BUSINESSWEEK ONLINE : AUGUST 30, 1999 ISSUE
NEWS: ANALYSIS & COMMENTARY

What Will AT&T Do with Excite@Home?
Keep the pipelines, sure. But the content raises problems

If you're puzzled about what AT&T (T) plans to do with Excite@Home Corp. (ATHM), you're not alone. AT&T is wondering, too.

Excite@Home, in which AT&T holds a 58% voting stake, is the much-ballyhooed company responsible for rolling out speedy Internet access over the cable networks of companies including Tele-Communications Inc., which AT&T acquired earlier this year. But Excite, an Internet portal, and @Home, the company that will bring you cable Net access, were once separate companies. AT&T is pondering whether that should be the case again.

Inside AT&T there's a high-stakes debate going on about the future of Excite@Home. Why? Because AT&T CEO C. Michael Armstrong thinks that offering only Excite's content could hurt his ability to recoup his $110 billion investment in TCI and his other cable property, MediaOne Group. Perhaps, he reckons, AT&T could do better striking deals with mega content providers, such as Yahoo! (YHOO) and America Online (AOL). An additional benefit: Armstrong might also skirt regulatory control over broadband service by providing his own form of open access.

DISCONNECT. Already, there are reports that suggest possible outcomes: Business Week Online reported portal Yahoo! Inc. has held discussions to acquire Excite@Home. If that were to happen, some sources indicate that Yahoo! might keep Excite, and AT&T could either retain control of @Home or @Home might be spun off. Separately, AT&T confirmed it held talks with AOL, although the kind of deal discussed was not spelled out. AT&T insiders say an overhaul in Excite@Home's strategic plan is likely. And even outsiders see the need. ''There's a disconnect between what Excite@Home's management is pursuing and what AT&T wants,'' says John H. Corcoran, an analyst at Stephens Inc.

What Excite@Home CEO Thomas Jermoluk wants is to build Excite@Home into a content company that could offer customers virtually everything they need online. Jermoluk cut the deal to buy Excite because he understands that a company that combines Net access and content, like AOL, is more valuable than two separate operations. Jermoluk has a key supporter: L. John Doerr, who sits on Excite@Home's board and whose venture firm, Kleiner Perkins Caulfied & Byers, holds a major stake.

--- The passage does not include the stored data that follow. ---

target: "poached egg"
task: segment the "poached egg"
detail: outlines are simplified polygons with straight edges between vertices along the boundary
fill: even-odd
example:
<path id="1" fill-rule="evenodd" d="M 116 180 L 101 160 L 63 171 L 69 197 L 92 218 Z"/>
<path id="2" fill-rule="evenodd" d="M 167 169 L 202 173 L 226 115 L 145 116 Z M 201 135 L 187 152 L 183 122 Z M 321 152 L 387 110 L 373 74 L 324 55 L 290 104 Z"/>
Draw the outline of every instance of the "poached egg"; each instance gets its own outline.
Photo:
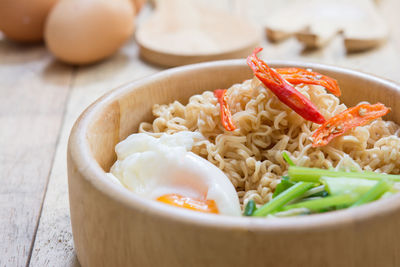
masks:
<path id="1" fill-rule="evenodd" d="M 198 132 L 132 134 L 115 147 L 109 176 L 145 198 L 196 211 L 239 216 L 240 204 L 229 178 L 190 152 Z"/>

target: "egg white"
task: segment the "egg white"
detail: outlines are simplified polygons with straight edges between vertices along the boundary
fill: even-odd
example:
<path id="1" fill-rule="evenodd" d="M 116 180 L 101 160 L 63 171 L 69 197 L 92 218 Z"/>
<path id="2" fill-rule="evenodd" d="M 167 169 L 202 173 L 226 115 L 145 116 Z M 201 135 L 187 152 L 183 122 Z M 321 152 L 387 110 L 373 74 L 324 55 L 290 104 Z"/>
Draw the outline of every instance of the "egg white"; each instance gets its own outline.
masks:
<path id="1" fill-rule="evenodd" d="M 132 134 L 117 144 L 117 161 L 110 173 L 130 191 L 157 199 L 179 194 L 214 200 L 220 214 L 240 215 L 240 204 L 229 178 L 211 162 L 190 152 L 200 133 L 183 131 L 161 134 Z"/>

What's best for Excite@Home isn't necessarily best for AT&T. Armstrong wants to offer a broad variety of content. With what he calls an ''open-portal interface,'' an @Home subscriber would get an opening screen with six to ten content providers to choose from. That would roll out its Net service much faster than if the task were left to Excite@Home alone. There are two major hurdles. Excite@Home now has an exclusive contract to market broadband service on AT&T's cable network through 2002. And to sell Excite@Home, AT&T needs approval from now reluctant partners, Cox Communications, Comcast, and Kleiner Perkins.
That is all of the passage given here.